Over the last decade, he has helped lead a paradigm shift in climate, energy, and environmental policy. He was among the first to emphasize the imperative to "make clean energy cheap" in The Harvard Law and Policy Review, explained why efforts to establish legally binding international limits on greenhouse gas emissions would fail in the Washington Post and Democracy Journal, made the case for nuclear energy as a critical global warming solution in the Wall Street Journal, has written on the limits to energy efficiency and the need to prepare for climate change in the New York Times, and has argued for the importance of intensifying agricultural production in order to spare land for forests and biodiversity in Scientific American and the Guardian.
His 2007 book Break Through, co-authored with Michael Shellenberger, was called "prescient" by Time and "the best thing to happen to environmentalism since Rachel Carson's Silent Spring" by Wired. (An excerpt in The New Republic can be read here.) Their 2004 essay, "The Death of Environmentalism," was featured on the front page of the Sunday New York Times, sparked a national debate, and inspired a generation of young environmentalists.
Over the years, Nordhaus been profiled in the New York Times, Wired, the San Francisco Chronicle, the National Review, The New Republic, and on NPR. In 2007, he received the Green Book Award and Time magazine's 2008 "Heroes of the Environment" award.

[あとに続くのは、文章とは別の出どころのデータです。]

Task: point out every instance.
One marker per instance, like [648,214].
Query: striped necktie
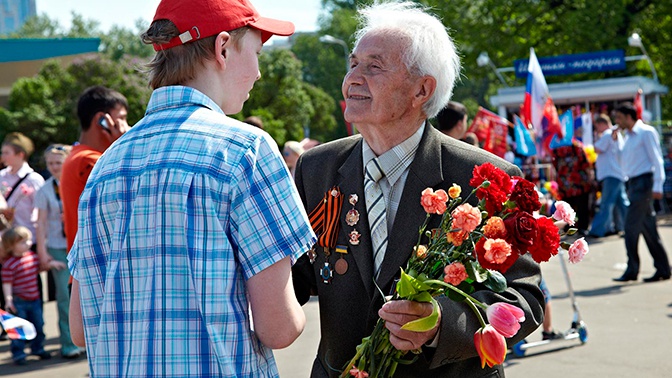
[376,209]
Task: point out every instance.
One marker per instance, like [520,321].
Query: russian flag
[17,328]
[524,144]
[538,108]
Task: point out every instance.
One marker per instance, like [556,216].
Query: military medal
[325,222]
[352,217]
[354,237]
[341,265]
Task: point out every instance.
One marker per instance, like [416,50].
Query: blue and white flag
[524,144]
[17,328]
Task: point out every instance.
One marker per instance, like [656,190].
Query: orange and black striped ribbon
[324,218]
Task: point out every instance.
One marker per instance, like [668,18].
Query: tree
[285,102]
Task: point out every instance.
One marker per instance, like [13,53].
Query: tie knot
[373,170]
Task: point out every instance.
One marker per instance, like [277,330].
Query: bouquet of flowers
[473,246]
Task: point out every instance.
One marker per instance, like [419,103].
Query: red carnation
[521,229]
[547,242]
[498,191]
[525,196]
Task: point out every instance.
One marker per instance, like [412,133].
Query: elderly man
[402,72]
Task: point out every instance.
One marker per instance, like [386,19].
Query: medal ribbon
[324,218]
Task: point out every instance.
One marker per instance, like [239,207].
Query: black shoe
[625,278]
[551,335]
[44,355]
[657,277]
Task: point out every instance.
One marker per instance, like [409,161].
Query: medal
[352,217]
[354,237]
[341,266]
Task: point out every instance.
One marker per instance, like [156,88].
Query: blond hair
[58,149]
[11,237]
[177,65]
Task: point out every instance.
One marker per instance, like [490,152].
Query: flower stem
[478,313]
[462,293]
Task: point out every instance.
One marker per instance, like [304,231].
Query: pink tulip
[491,346]
[505,318]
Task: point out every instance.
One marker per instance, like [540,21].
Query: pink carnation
[455,273]
[505,318]
[578,251]
[496,250]
[564,212]
[466,217]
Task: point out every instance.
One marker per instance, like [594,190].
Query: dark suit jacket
[349,304]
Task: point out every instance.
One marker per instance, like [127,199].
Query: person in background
[643,166]
[18,184]
[389,95]
[51,243]
[291,153]
[609,172]
[254,121]
[452,120]
[576,181]
[192,216]
[102,116]
[20,288]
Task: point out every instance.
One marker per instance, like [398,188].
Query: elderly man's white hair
[427,47]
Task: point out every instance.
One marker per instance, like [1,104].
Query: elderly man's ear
[427,86]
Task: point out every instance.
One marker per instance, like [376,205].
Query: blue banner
[600,61]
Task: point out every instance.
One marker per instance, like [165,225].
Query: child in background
[19,285]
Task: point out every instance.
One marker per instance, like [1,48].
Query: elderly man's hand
[398,313]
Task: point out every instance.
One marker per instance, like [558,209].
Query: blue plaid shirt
[175,217]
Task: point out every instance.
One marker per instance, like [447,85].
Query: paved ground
[629,326]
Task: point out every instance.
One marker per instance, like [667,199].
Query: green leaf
[496,282]
[408,285]
[426,323]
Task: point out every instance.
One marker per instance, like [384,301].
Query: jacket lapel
[352,182]
[425,171]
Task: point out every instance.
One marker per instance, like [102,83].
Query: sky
[303,13]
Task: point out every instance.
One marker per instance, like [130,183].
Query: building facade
[13,13]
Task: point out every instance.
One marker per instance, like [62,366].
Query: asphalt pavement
[629,326]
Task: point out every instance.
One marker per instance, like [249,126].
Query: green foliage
[285,102]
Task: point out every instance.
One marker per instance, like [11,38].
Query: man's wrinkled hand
[398,313]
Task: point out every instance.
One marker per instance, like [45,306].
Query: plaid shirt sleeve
[268,222]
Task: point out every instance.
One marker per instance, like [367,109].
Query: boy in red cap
[191,217]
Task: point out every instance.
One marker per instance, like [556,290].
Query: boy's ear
[222,44]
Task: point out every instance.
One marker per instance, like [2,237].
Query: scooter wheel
[517,349]
[583,334]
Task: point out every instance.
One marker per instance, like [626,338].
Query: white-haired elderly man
[402,71]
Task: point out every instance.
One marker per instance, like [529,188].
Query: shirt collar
[395,161]
[177,96]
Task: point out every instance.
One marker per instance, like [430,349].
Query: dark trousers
[581,205]
[641,219]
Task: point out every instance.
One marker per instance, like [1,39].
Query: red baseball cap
[198,19]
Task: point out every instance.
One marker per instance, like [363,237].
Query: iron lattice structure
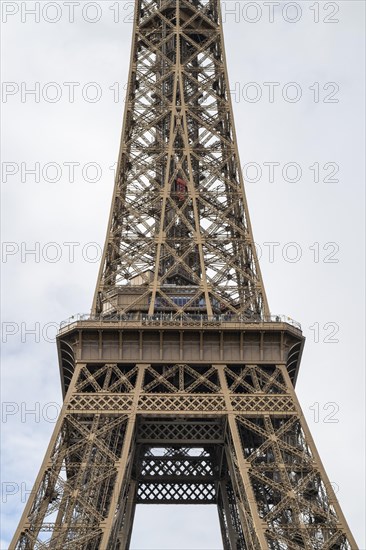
[179,388]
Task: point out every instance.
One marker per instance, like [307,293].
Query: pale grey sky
[320,136]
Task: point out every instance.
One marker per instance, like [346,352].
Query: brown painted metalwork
[179,388]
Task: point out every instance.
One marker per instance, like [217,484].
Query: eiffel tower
[179,387]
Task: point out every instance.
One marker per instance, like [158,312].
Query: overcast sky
[297,75]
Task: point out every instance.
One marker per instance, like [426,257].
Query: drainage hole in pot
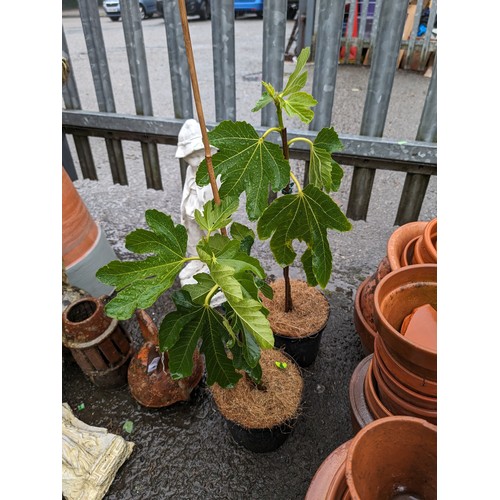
[82,311]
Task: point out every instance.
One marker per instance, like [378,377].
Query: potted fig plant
[248,163]
[236,339]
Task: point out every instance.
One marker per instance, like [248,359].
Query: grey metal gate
[367,151]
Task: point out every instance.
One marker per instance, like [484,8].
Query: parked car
[257,7]
[113,11]
[193,8]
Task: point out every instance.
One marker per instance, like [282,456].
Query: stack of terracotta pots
[393,457]
[399,375]
[412,243]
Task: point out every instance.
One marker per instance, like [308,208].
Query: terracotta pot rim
[357,398]
[320,484]
[369,429]
[371,396]
[394,335]
[429,230]
[393,251]
[358,316]
[319,329]
[411,379]
[391,381]
[390,398]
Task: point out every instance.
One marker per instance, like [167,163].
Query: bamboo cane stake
[198,104]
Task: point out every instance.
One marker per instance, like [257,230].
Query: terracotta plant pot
[149,379]
[299,331]
[409,379]
[393,457]
[400,389]
[329,482]
[425,251]
[375,405]
[360,412]
[85,248]
[395,258]
[260,418]
[99,344]
[396,297]
[397,405]
[399,240]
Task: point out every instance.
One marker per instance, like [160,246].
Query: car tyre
[205,10]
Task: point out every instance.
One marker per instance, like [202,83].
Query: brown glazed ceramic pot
[396,296]
[393,457]
[149,379]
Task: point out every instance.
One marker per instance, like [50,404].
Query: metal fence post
[382,72]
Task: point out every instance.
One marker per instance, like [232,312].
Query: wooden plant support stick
[198,104]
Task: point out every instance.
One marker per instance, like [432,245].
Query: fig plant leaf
[324,171]
[216,216]
[245,162]
[305,216]
[139,284]
[180,333]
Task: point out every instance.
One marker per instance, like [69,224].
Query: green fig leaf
[264,100]
[324,171]
[305,216]
[216,216]
[202,323]
[298,78]
[245,163]
[138,284]
[298,105]
[244,235]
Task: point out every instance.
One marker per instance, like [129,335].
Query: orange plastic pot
[396,296]
[391,457]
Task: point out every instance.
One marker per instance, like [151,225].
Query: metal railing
[367,152]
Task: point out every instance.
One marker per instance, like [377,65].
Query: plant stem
[286,154]
[198,104]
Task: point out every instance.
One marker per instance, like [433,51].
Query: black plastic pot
[261,440]
[303,350]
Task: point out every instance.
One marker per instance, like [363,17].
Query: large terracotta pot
[393,457]
[395,258]
[85,248]
[396,296]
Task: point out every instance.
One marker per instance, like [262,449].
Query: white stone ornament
[190,147]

Nordhaus is executive editor of the Breakthrough Journal, which The New Republic called "among the most complete efforts to provide a fresh answer" to the question of how to modernize liberal thought, and the National Review called "The most promising effort at self-criticism by our liberal cousins in a long time."